In 948, two generals of Later Han (which was ruling the former Later Tang territory by this point), Wang Jingchong the military governor of Fengxiang Circuit (鳳翔, headquartered in modern Baoji, Shaanxi), and Zhao Siwan, who then controlled Yongxing Circuit (永興, headquartered in modern Xi'an, Shaanxi), rebelled against Later Han and entered an alliance with another rebel general, Li Shouzhen. However, they also sent emissaries to Later Shu, offering to submit to Meng Chang. Meng sent An Siqian (安思謙) the military governor of Shannan West Circuit (山南西道, headquartered in modern Hanzhong, Shaanxi) to aid them. Wu submitted a petition urging against it, pointing out the examples of Li Cunxu and Former Shu's last emperor Wang Zongyan as those who overly exerted their armies. Meng did not listen to him. Ultimately, the campaign was not successful, and Later Shu was unable to add those circuits to its possessions.
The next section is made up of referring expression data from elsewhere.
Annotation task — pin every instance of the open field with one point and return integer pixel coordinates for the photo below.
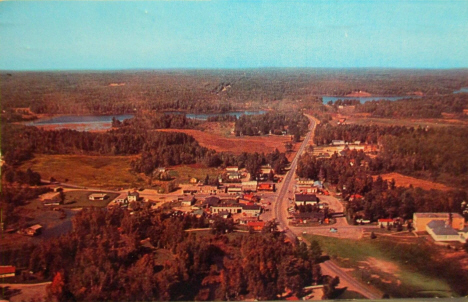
(396, 268)
(237, 145)
(184, 173)
(406, 181)
(79, 199)
(92, 171)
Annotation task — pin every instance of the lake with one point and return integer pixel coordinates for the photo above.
(79, 122)
(205, 116)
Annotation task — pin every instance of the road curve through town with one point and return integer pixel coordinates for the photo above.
(280, 213)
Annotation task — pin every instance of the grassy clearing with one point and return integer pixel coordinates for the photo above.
(184, 173)
(88, 171)
(79, 199)
(402, 270)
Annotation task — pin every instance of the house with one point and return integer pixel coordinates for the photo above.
(384, 222)
(122, 199)
(230, 208)
(234, 175)
(133, 196)
(98, 196)
(208, 189)
(355, 197)
(251, 210)
(51, 202)
(7, 271)
(234, 189)
(441, 231)
(34, 230)
(305, 199)
(232, 169)
(249, 186)
(306, 189)
(210, 201)
(186, 201)
(190, 189)
(338, 142)
(420, 220)
(308, 217)
(266, 186)
(256, 225)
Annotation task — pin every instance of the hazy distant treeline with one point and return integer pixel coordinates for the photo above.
(208, 91)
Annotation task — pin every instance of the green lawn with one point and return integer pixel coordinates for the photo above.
(402, 270)
(79, 199)
(184, 173)
(88, 171)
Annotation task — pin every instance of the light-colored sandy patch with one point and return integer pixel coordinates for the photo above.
(406, 181)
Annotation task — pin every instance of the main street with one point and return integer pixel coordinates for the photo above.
(280, 213)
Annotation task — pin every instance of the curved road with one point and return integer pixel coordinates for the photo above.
(280, 212)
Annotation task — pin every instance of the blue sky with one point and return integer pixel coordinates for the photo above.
(64, 35)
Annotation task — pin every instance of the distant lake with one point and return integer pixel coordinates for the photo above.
(79, 122)
(205, 116)
(364, 99)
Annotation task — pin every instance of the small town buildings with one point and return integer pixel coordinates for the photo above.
(7, 271)
(256, 225)
(266, 186)
(306, 189)
(190, 189)
(234, 189)
(441, 231)
(98, 196)
(338, 142)
(210, 201)
(133, 196)
(420, 220)
(186, 201)
(384, 222)
(251, 210)
(34, 230)
(208, 189)
(232, 169)
(230, 208)
(121, 199)
(305, 199)
(249, 186)
(51, 202)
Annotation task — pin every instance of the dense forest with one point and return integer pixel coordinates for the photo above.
(293, 123)
(382, 199)
(111, 255)
(426, 107)
(209, 90)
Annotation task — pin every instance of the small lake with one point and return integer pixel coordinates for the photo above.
(79, 122)
(364, 99)
(205, 116)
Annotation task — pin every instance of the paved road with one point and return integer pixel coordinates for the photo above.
(280, 213)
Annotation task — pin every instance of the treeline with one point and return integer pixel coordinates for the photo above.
(208, 90)
(109, 255)
(294, 123)
(352, 174)
(369, 134)
(425, 107)
(153, 120)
Several years later, Wu retired with the honorific title Taizi Taishi (太子太師). It was said that Wu was an ardent book collector and favored the study of old Confucian classic texts. He had the official Zhang Dezhao (張德釗) copy the classics and carve them on stone tablets to be displayed at Chengdu, in the example of the Tang dynasty's display of such classics at its capital Chang'an. Further, it was said that the Shu region had lacked schools ever since Tang fell. Wu expended his private wealth to build schools and dormitories, and also persuaded Meng to have the Four Books and Five Classics reprinted. He also had his followers Gou Wenzheng (句文正) and Sun Jiangji (孫絳吉) reprint a number of poetic texts that he considered worthy of publication (including the Wen Xuan, the Chuxueji (初學記), and the Baishi Liutie (白氏六帖)). Wu himself authored three volumes of commentaries on the sounds of the characters used in the Erya.

It is not known when Wu died, although presumably it was before the fall of Later Shu in 965. After Later Shu's fall, Wu's son Wu Shousu (毋守素) became an official of the Song dynasty (which had conquered Later Shu), and the books that Wu had published were spread throughout the land by Wu Shousu's efforts.

== Notes and references ==

- Spring and Autumn Annals of the Ten Kingdoms, vol. 52.
- Zizhi Tongjian, vols. 279, 282, 288.